Alpha Group Holdings, a New Zealand health products company, appeared on Qilin’s dark web leak site on May 24, 2026, according to Cyber Daily. The listing named the Auckland-based firm alongside six others, among them Australian company Branded Products. No supporting evidence has been published by the responsible affiliate. The post contains no documents, screenshots, or data sample, and the total volume of information allegedly taken has not been disclosed. The listing had accumulated 3,924 views by the time Cyber Daily filed its report. An unverified listing of this kind still carries practical consequences. Notification obligations, legal costs, and business interruption losses can begin to accrue before any stolen data is confirmed or published.
Alpha Group Holdings produces health supplements using fungi and plant-based ingredients, working alongside Massey University’s Natural Nutraceutical Research Centre and the Riddet Institute. The company has a manufacturing presence in China: in June 2025, it announced that construction had begun on a facility in Ningde spanning 60,000 square metres, with projected annual revenue of more than $225 million. A business of that profile – with cross-border operations, academic research partnerships, and a consumer product line – is likely to hold data across several categories: proprietary formulation records, supplier contracts, financial accounts, and staff information. Each carries its own exposure profile in the context of a data breach.
Qilin has been operating since 2022. It has listed 1,863 alleged victims in that time, a volume that, according to Cyber Daily, places it ahead of other active ransomware groups by number of claimed attacks. The group does not carry out attacks directly. It sells access to its ransomware platform to independent affiliates, who conduct the intrusions and negotiate ransoms. Qilin’s operators take a share of any payments made. This ransomware-as-a-service structure means the technical capability and behaviour of any given attack varies depending on which affiliate is involved.

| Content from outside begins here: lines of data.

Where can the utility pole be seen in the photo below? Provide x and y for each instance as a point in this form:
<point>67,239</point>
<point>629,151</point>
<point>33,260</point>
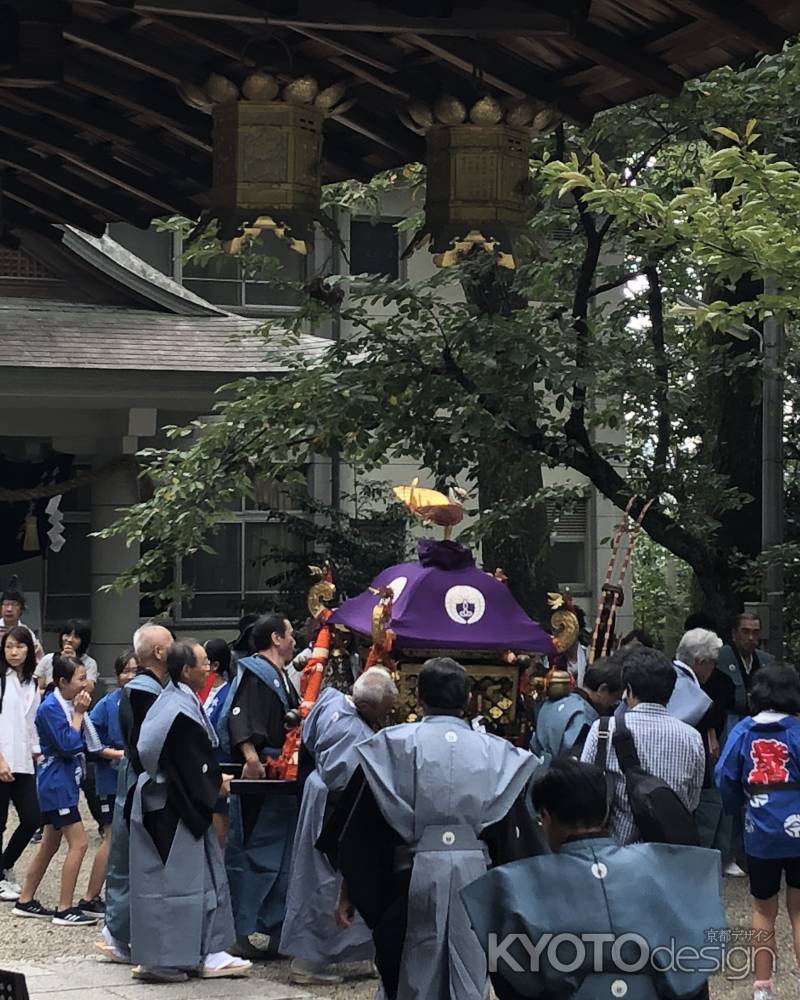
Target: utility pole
<point>772,508</point>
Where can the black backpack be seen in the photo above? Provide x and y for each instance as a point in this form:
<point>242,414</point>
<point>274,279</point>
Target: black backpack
<point>657,810</point>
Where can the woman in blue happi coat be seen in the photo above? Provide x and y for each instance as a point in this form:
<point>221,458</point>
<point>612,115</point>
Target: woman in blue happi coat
<point>105,718</point>
<point>760,766</point>
<point>65,734</point>
<point>223,668</point>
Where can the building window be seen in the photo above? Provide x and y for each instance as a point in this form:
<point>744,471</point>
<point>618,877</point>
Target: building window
<point>569,544</point>
<point>68,574</point>
<point>222,281</point>
<point>250,558</point>
<point>150,245</point>
<point>375,248</point>
<point>18,264</point>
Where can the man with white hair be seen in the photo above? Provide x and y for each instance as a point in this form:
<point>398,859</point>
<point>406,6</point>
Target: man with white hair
<point>694,661</point>
<point>698,652</point>
<point>150,644</point>
<point>335,726</point>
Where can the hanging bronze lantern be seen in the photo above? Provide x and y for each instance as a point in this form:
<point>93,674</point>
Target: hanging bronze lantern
<point>475,193</point>
<point>477,176</point>
<point>267,171</point>
<point>268,158</point>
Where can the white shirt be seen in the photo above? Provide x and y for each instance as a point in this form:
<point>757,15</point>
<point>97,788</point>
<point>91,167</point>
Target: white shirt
<point>37,646</point>
<point>19,740</point>
<point>44,668</point>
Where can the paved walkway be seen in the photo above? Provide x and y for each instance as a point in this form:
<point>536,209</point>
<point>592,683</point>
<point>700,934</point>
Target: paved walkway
<point>87,979</point>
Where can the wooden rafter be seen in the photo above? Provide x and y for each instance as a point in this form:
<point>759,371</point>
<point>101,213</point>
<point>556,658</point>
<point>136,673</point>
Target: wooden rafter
<point>363,15</point>
<point>106,202</point>
<point>362,50</point>
<point>126,48</point>
<point>190,127</point>
<point>53,209</point>
<point>398,140</point>
<point>627,58</point>
<point>41,133</point>
<point>739,18</point>
<point>138,144</point>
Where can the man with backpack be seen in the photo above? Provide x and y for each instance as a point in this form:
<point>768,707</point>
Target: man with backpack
<point>660,755</point>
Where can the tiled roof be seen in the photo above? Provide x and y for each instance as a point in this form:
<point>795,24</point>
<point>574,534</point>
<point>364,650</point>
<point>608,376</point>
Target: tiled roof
<point>41,333</point>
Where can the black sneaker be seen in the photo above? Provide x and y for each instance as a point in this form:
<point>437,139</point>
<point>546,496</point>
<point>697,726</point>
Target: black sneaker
<point>95,905</point>
<point>73,917</point>
<point>32,909</point>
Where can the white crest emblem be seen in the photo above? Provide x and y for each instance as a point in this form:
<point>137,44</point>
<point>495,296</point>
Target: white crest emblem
<point>464,605</point>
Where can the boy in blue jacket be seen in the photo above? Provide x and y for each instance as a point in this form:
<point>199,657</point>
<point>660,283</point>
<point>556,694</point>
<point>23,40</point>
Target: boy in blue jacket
<point>761,764</point>
<point>105,718</point>
<point>62,726</point>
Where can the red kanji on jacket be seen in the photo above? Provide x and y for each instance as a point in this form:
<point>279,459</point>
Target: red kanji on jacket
<point>769,762</point>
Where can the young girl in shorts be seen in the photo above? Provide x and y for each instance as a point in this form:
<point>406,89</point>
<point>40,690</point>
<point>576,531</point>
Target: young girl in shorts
<point>64,735</point>
<point>760,766</point>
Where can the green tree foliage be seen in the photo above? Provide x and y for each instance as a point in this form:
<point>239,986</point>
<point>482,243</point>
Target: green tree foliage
<point>603,367</point>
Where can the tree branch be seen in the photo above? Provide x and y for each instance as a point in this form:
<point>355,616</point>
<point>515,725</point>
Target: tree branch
<point>655,306</point>
<point>609,286</point>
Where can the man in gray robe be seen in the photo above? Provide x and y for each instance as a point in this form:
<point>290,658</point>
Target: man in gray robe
<point>150,644</point>
<point>181,917</point>
<point>331,733</point>
<point>438,787</point>
<point>585,922</point>
<point>563,724</point>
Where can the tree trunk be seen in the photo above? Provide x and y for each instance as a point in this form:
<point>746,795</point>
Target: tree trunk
<point>522,550</point>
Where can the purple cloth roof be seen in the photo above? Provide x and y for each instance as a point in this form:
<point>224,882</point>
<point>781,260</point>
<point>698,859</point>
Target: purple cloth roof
<point>444,601</point>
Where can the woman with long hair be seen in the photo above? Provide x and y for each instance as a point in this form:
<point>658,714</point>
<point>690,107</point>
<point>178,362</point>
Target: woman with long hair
<point>105,718</point>
<point>62,726</point>
<point>19,748</point>
<point>74,639</point>
<point>760,769</point>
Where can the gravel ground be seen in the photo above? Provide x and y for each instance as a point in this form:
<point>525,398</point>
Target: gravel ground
<point>31,940</point>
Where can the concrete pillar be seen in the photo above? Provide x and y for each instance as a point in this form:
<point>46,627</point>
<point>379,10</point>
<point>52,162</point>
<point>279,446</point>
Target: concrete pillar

A spokesperson for the group, in an interview with Telegram channel CyberSecurityIL, framed the group’s target selection in political terms: “All hacking targets we choose are related to the governments of the countries in which they are located. We do this intentionally to draw politicians’ attention to specific problems. There are no red lines for us. If we know that the leadership of a particular commercial structure is related to the government of any country and can influence decision making that contradicts international agreements, we begin to attack this structure. Our purpose is to force the governments of countries to fulfil their obligations and keep the promises they made to their people.”
Whether that framing applies to the Alpha Group case is unclear. Qilin has also shown a pattern of inconsistency in following through on its listings. Cyber Daily noted that several victims listed as far back as March 2026 have had no data published against their names, leaving their entries on the site without further action. Other victims have had material released. The gap between a listing and an actual data release means the threat to any named organisation remains uncertain until the affiliate acts – or does not. That uncertainty is relevant to how claims are assessed. An insured that has been listed but not yet had data published may still face reputational damage and regulatory inquiry, even in the absence of confirmed exfiltration.
The Alpha Group listing sits within a broader rise in cyber-related losses across New Zealand. The National Cyber Security Centre (NCSC) recorded $12.4 million in direct financial losses during the third quarter of 2025 (Q3 2025) – up 118% from the $5.7 million reported in the previous quarter, driven by a small number of high-value incidents. The NCSC received 1,249 incident reports between July and September 2025. Of those, 110 were referred for specialist handling on the basis of potential national significance, a 96% rise from 56 in the prior quarter. Scams and fraud led all categories with 446 reports; phishing and credential harvesting followed with 355. The NCSC figures cover July to September 2025 and represent the most recent government data available. Subsequent quarterly reports from the agency would provide a more current picture of loss trends for underwriters tracking New Zealand market exposure.